Shining Stars:
After observing what makes the cut and what succeeds, I identified some parameters for getting scrips that work in our model. Let us call them Shining Star scrips. Why? They are relatively doing well and carry less risks.
Technical criteria required for Shining Star scrips:
1. LTP should be higher than 70% of 52 week low
2. LTP should be within a range of 15% of 52 week high.
Fundamental criteria required for Shining Star scrips:
3. It should have delivered good/improved results in the last quarter. By results, I mean improved Profit and Sales at a consolidated level both YOY and QOQ and improvement on industry specific metrics like NPAs for banks etc.
Shining Star trade strategy:
4. Wait for a correction or dip. Then Invest only 15% of total amount that you wanted to invest on this trade.
5. If it falls further, invest 30% more. If it is moving up and started performing leave it to hit the targets and exit.
6. If it falls even further than in step 5, invest the balance.
7. This is only for cash segment. I am not interested in futures or options.
8. Total money on this trade should not exceed 20% or 10% of trading capital (will discuss further)

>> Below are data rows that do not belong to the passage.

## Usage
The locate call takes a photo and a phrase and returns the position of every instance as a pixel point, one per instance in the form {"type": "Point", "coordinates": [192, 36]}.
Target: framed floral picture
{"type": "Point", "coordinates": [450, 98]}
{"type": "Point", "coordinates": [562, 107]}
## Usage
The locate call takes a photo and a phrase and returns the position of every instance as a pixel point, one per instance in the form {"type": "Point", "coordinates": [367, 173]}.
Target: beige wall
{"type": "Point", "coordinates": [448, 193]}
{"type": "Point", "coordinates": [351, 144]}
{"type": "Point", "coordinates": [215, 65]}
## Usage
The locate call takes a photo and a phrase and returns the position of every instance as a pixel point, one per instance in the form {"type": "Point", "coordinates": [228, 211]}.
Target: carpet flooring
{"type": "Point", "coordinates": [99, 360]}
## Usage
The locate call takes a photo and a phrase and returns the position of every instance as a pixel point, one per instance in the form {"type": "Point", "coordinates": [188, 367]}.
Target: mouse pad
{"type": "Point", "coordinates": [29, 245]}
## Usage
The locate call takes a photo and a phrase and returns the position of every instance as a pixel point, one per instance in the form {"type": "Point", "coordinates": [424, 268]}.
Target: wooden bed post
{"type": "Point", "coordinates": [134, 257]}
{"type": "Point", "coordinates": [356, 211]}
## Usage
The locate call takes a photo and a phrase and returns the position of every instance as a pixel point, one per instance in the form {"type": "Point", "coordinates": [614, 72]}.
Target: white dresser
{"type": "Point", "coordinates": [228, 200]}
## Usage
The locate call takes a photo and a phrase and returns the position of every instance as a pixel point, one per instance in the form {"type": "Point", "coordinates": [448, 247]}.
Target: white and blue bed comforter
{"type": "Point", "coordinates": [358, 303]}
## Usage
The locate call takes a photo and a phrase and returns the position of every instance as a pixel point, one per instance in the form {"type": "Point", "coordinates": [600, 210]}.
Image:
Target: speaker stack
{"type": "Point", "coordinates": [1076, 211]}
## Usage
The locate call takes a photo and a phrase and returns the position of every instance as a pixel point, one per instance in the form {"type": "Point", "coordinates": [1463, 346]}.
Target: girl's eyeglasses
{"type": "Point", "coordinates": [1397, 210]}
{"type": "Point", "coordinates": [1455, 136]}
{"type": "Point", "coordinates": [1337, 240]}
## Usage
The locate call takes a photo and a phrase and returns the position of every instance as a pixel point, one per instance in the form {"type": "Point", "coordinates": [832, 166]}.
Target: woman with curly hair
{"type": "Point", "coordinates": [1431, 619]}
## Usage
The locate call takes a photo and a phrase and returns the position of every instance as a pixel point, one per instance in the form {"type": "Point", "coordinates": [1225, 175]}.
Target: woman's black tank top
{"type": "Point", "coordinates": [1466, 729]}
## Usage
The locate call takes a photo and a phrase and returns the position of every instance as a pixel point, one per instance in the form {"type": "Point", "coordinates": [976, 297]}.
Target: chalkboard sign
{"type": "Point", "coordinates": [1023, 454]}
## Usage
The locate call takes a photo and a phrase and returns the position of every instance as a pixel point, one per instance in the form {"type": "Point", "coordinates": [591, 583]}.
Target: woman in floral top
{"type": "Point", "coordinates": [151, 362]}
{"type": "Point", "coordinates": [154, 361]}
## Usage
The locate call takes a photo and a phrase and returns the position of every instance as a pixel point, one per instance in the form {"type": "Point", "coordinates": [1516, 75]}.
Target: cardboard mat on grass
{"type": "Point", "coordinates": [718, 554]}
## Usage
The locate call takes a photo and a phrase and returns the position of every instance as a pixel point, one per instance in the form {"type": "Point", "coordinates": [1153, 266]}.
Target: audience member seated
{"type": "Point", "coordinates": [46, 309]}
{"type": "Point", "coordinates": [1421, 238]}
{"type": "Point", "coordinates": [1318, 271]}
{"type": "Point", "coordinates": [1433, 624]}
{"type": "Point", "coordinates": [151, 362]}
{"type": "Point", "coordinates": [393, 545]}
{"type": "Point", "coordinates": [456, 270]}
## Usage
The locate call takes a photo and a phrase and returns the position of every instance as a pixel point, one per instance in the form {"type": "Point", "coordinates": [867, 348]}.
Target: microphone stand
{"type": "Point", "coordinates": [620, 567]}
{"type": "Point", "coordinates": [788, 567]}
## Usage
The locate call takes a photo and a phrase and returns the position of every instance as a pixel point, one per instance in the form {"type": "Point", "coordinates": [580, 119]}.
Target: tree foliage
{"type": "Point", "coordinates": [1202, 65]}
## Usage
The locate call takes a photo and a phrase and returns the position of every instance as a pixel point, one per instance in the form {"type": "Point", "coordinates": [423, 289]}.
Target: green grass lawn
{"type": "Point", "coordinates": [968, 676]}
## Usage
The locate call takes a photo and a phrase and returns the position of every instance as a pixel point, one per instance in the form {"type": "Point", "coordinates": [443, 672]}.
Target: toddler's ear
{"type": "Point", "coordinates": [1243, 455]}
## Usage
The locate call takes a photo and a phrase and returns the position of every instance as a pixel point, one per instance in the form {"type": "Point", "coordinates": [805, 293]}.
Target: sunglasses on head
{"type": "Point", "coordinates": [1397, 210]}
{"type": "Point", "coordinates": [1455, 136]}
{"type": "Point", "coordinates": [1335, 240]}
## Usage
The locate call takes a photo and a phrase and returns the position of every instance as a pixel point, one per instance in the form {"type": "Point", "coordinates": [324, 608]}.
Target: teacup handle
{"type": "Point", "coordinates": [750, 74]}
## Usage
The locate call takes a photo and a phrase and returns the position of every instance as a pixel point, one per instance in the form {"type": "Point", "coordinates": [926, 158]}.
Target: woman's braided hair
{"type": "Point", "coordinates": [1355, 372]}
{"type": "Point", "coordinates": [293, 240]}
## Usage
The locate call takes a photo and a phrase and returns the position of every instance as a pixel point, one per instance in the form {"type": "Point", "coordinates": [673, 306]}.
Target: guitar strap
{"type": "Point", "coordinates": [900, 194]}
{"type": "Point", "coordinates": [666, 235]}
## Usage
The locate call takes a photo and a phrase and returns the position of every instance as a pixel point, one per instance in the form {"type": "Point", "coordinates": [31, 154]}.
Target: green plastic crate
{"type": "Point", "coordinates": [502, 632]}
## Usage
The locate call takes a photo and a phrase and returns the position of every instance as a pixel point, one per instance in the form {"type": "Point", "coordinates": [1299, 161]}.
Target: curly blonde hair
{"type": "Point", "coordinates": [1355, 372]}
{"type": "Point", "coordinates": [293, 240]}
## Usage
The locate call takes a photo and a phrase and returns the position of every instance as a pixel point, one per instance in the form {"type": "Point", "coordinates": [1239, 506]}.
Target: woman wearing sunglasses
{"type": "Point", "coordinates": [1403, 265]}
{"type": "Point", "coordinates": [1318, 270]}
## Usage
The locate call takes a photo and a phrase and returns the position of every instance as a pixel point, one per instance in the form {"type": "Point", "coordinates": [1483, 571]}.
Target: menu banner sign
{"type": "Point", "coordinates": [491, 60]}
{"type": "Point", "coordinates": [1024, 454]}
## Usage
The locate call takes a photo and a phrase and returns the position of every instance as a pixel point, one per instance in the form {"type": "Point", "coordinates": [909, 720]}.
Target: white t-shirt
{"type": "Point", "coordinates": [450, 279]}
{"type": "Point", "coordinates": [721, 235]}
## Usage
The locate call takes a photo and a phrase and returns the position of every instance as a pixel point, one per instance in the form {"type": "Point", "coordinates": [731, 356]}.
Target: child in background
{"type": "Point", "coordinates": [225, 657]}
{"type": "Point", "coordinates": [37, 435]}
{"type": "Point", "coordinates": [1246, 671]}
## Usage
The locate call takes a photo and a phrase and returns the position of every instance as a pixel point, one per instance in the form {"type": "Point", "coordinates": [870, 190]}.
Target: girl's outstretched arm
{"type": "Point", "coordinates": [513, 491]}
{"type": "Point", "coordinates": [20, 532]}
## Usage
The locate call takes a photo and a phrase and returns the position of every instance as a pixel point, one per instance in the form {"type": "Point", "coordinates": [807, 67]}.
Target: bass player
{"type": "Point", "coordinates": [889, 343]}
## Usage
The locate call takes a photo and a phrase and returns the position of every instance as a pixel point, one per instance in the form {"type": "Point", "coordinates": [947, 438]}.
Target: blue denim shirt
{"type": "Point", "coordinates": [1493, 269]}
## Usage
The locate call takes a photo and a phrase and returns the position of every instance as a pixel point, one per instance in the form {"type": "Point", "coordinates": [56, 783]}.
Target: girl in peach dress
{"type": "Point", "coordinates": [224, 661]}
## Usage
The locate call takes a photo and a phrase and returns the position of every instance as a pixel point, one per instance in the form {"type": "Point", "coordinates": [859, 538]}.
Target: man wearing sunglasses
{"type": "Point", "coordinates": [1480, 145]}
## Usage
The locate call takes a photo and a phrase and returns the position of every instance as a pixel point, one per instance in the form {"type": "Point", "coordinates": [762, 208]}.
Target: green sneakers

9. Target is 2% or more based on candle stick charts. Exit on long green bar or on the following day of such green bar in the first minute. Or exit on any candlestick sell signals.
10. If the share has dropped to the level of being farther than 30% of 52 week high, then exit it as it is a stop loss.
It is not a Shining Star anymore.
Money Management rules:
11. Never be under capitalised. Do not trade futures or options as that is a sign of under capitalisation. If the trading capital is Rs. 1 lakh, then the maximum capital allocated for this exercise is Rs. 20,000. If the Shining Star scrip is priced around Rs. 100, then the first tranche is about Rs. 3000 involving 30 shares, etc. Sometimes we exit in a profit without investing the complete 20,000.
Calculation from Risk Management perspective:
Example with hitting stop loss at maximum loss level.
If say total capital is Rs. 1 lakh and Rs. 20,000 is fully invested and then the price drops to farther than 30% of 52 week high,
- 52 week high Rs. 100
- 52 week low 10.
- Invested at 99 ie 30 shares
- Now price falls to 95
- Buy 6000/95 = 63 shares.
- Now price falls to 90.
- Buy 11000/90 = 122 shares
- Now share price falls to 69 ie below 70 which is farther than 30% of 52 week high
- Sell at 69
The loss can be slightly more or less based on the price gap between the tranches.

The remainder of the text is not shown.